OpenAI to Retire GPT-4o and Legacy Models on February 13

Maik Vreeling
OpenAIChatGPT
OpenAI to Retire GPT-4o and Legacy Models on February 13

Mark your calendars for February 13, 2026. For many power users, it’s the day a "old friend" finally goes offline.

OpenAI has officially announced a massive consolidation of its model lineup. In just over a week, ChatGPT will retire several of its most iconic legacy models, including the widely beloved GPT-4o, along with GPT-4.1, o4-mini, and the initial versions of GPT-5 (Instant and Thinking).

While "model pruning" is a standard part of AI development, the retirement of GPT-4o is particularly significant. It marks the final transition into the GPT-5.2 era, where OpenAI is betting that a single, more customizable engine can finally replace the fragmented library of specialized models.

Why GPT-4o Outstayed its Welcome

If you feel a pang of nostalgia for GPT-4o, you aren't alone. When GPT-5 first launched in late 2025, a vocal subset of Plus and Pro subscribers revolted. Many claimed that while GPT-5 was smarter, it felt "colder," "preachy," and less creative than its predecessor.

OpenAI actually brought GPT-4o back from the brink of retirement once before to satisfy these users. However, the data now tells a different story: OpenAI reports that only 0.1% of users still manually select GPT-4o today. Most have migrated to GPT-5.2, which OpenAI claims has finally captured the "conversational warmth" users missed, while delivering 11x the reasoning speed of previous generations.

The Rise of the "Personality" Slider

The reason OpenAI feels confident enough to pull the plug this time is the new 5.2 Personality System.

Rather than switching models to get a different "vibe," GPT-5.2 introduces a Personalization Pane in the settings menu. This allows you to calibrate the AI's demeanor using granular sliders:

  • Warmth: Adjusts how friendly or clinical the responses feel.

  • Enthusiasm: Controls the energy level (and emoji frequency) of the AI.

  • Base Styles: Presets like "Candid," "Professional," or "Friendly" can be toggled to mimic the specific personas of older models.

By moving these traits into user-controlled settings rather than hard-coding them into the model itself, OpenAI is attempting to solve the "one-size-fits-all" problem that plagued earlier AI versions.

What Happens to Your Data on February 13?

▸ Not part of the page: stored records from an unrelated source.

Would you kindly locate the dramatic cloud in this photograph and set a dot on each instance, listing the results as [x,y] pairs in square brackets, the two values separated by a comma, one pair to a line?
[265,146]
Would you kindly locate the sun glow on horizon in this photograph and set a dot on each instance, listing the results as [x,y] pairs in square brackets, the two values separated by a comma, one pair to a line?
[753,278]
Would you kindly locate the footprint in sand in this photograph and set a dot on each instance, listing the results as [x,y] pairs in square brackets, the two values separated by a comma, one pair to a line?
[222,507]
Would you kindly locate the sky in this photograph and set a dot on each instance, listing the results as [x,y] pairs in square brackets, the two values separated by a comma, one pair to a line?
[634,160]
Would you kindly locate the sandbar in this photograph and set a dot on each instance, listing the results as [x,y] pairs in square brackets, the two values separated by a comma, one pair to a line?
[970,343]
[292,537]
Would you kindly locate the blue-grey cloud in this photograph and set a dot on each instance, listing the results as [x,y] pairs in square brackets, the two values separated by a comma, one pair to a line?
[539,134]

If you have ongoing projects or hundreds of saved chats currently set to use GPT-4o or o4-mini, don't panic. Here is the transition plan:

  • Existing Chats: Your historical conversations will remain accessible. However, once you send a new message after Feb 13, the chat will default to GPT-5.2.

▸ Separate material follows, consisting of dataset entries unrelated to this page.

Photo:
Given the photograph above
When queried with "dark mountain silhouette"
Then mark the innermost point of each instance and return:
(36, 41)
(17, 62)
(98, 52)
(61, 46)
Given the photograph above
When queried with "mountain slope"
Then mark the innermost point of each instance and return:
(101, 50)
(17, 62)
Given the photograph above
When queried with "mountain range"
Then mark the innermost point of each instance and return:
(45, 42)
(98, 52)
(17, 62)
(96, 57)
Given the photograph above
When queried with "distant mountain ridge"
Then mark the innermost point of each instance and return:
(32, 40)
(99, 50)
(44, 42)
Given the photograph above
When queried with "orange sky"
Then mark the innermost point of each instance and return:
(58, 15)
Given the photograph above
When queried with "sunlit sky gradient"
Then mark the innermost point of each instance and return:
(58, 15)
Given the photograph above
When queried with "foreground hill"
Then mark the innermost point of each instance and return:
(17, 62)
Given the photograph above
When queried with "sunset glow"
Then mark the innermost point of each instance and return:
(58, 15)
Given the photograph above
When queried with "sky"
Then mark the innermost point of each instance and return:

  • Custom GPTs: Creators of Custom GPTs are urged to update their "Base Model" settings now. For Enterprise and Edu users, GPT-4o will remain available as a backend for Custom GPTs until March 31, 2026, to allow for a smoother transition of internal business tools.

  • API Users: If you use OpenAI via the API for development, these retirements do not apply yet. Legacy models will remain available for developers for a longer window, with a separate deprecation schedule to be announced later this year.

The Bottom Line

The retirement of these models isn't just about saving server space—it’s about focus. By consolidating everyone onto the GPT-5.2 "Auto" architecture, OpenAI can roll out system-wide upgrades (like the new Prism research workspace or Advanced Voice features) more reliably.

The "unhinged" and "warm" personality of GPT-4o might be gone, but with the new sliders, you can effectively build its ghost right into the new, smarter machine.